While killer tsunamis comparable to those caused by Sunday’s giant earthquake off Indonesia are known to have struck the Aegean archipelago and surrounding coastal areas in the not-so-distant past, Greece still lacks an early warning system for tidal waves, scientists warned yesterday.
Only one experimental program of the sort is currently under way, monitoring the area between Crete and the Peloponnese, but it is not yet fully operational, according to project leader Gerassimos Papadopoulos, head of the Athens Geodynamics Institute.
“The system can be rendered fully operational provided additional, state-of-the-art equipment is acquired which will allow, among others, the immediate transferral of data to the Geodynamics Institute,” he told Kathimerini.
Currently, the system comprises two tide monitors and five seismographs. Eventually, it could be developed to provide a timely warning for islanders and residents of coastal settlements in cases of tsunamis.
A total of 83 large earthquakes that went on to cause tsunamis have been recorded in Greece. The worst danger spots are the western Gulf of Corinth, the Maliakos Gulf, the Cyclades, Crete, the Dodecanese, Chios and the coast of western Greece.
While the most destructive incidents date to ancient times — a 365 AD quake caused extensive damage in the eastern Mediterranean, killing 50,000 people in Alexandria alone — as recently as 1956 a 7.5 Richter quake in the Cyclades caused waves up to 25 meters high at Amorgos, 20 meters at Astypalaia and five meters at Crete.

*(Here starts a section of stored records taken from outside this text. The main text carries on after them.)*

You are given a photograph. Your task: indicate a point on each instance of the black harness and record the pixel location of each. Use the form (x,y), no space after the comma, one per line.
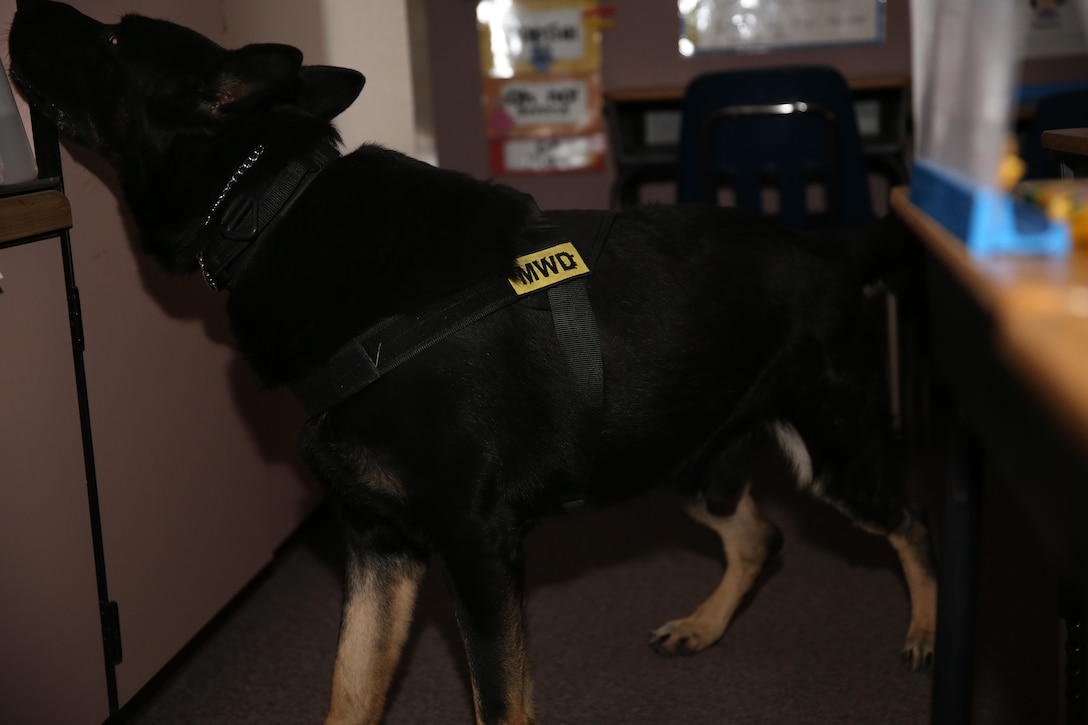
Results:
(556,255)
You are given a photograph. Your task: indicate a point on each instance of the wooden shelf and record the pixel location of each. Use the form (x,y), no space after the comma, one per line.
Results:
(34,214)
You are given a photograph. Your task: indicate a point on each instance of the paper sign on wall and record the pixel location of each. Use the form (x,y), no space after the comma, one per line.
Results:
(541,66)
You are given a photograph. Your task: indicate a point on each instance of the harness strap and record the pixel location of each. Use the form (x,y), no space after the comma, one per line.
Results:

“There should be an early-warning system for tsunamis, in which all earthquake experts and related bodies will participate,” Athens University professor of geology Efthymios Lekkas said. “Attention should also be given to establishing operational readiness plans.”
Greek seismologists were divided yesterday on whether Sunday’s earthquake could trigger quakes in other parts of the world, including Greece. “The possibility of Greece and the Mediterranean being affected is small, but not non-existent,” Lekkas said.